Question

An ideal gas has undergone through the cyclic process as shown in the figure. Work done by the gas in the entire cycle is _____ $ \times 10^{-1} $ J. (Take $ \pi = 3.14 $)

Hint:

The work done in a cyclic process is the area enclosed by the path on a \( PV \)-diagram. For a circular path, use the area formula \( A = \pi r^2 \) to determine the work done by the gas.

Answer 1

Correct Answer: 31.4

The graph is a circle in the PV diagram, and for a cyclic process, the work done by the gas is equal to the area enclosed by the cycle.

• Radius in pressure: \( R_P = \frac{500 - 300}{2} = 100\, \text{kPa} \)
• Radius in volume: \( R_V = \frac{350 - 150}{2} = 100\, \text{cm}^3 \)
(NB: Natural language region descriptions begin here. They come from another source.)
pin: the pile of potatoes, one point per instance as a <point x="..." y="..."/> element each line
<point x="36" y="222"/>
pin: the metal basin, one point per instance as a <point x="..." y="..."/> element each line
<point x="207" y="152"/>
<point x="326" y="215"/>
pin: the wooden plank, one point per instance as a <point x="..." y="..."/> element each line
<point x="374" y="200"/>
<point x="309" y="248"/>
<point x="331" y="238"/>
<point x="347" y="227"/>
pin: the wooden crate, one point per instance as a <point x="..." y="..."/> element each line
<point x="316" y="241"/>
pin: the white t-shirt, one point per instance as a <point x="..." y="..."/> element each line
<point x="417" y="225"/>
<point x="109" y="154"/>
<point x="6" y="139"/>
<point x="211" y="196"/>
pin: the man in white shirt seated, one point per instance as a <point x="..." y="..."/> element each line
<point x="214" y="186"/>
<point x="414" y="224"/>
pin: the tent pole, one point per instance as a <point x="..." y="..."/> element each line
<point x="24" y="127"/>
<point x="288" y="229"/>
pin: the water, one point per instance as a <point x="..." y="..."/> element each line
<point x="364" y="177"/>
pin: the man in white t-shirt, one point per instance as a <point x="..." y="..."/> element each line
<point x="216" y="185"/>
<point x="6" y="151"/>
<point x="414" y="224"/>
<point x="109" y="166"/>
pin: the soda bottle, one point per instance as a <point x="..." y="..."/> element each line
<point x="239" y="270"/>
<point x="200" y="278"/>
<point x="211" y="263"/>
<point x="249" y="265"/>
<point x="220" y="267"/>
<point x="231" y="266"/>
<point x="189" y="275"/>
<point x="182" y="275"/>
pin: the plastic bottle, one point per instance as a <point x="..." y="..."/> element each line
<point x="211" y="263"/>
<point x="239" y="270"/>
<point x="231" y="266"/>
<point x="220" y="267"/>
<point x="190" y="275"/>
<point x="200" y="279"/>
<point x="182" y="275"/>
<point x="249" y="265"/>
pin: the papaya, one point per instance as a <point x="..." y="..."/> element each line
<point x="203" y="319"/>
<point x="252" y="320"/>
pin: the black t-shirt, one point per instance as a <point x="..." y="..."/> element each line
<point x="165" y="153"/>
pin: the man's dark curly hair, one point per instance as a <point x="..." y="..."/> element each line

Assuming both axes are scaled equally, the radius \( R = 100 \) \[ \text{Area} = \pi R^2 = 3.14 \times 100^2 = 3.14 \times 10^4 \] Convert units: \[ 1\, \text{kPa} \cdot \text{cm}^3 = 10^{-2} \, \text{J} \Rightarrow \text{Work done} = 3.14 \times 10^4 \times 10^{-2} = 314 \, \text{J} \] 
Work done = $31.4 \times 10^{-1}$ J

Answer 2

Given the area of the circle \( W = \frac{\pi}{4} d_1 d_2 \), we can compute the work done as: \[ W = \frac{\pi}{4} (500 - 300) \times 10^3 \times (350 - 150) \times 10^{-6} \] Simplifying: \[ W = 31.4 \, \text{Joule} \] Thus: \[ W = 314 \times 10^{-1} \, \text{Joule} \] \[ \boxed{W = 31.4 \, \text{Joule}} \]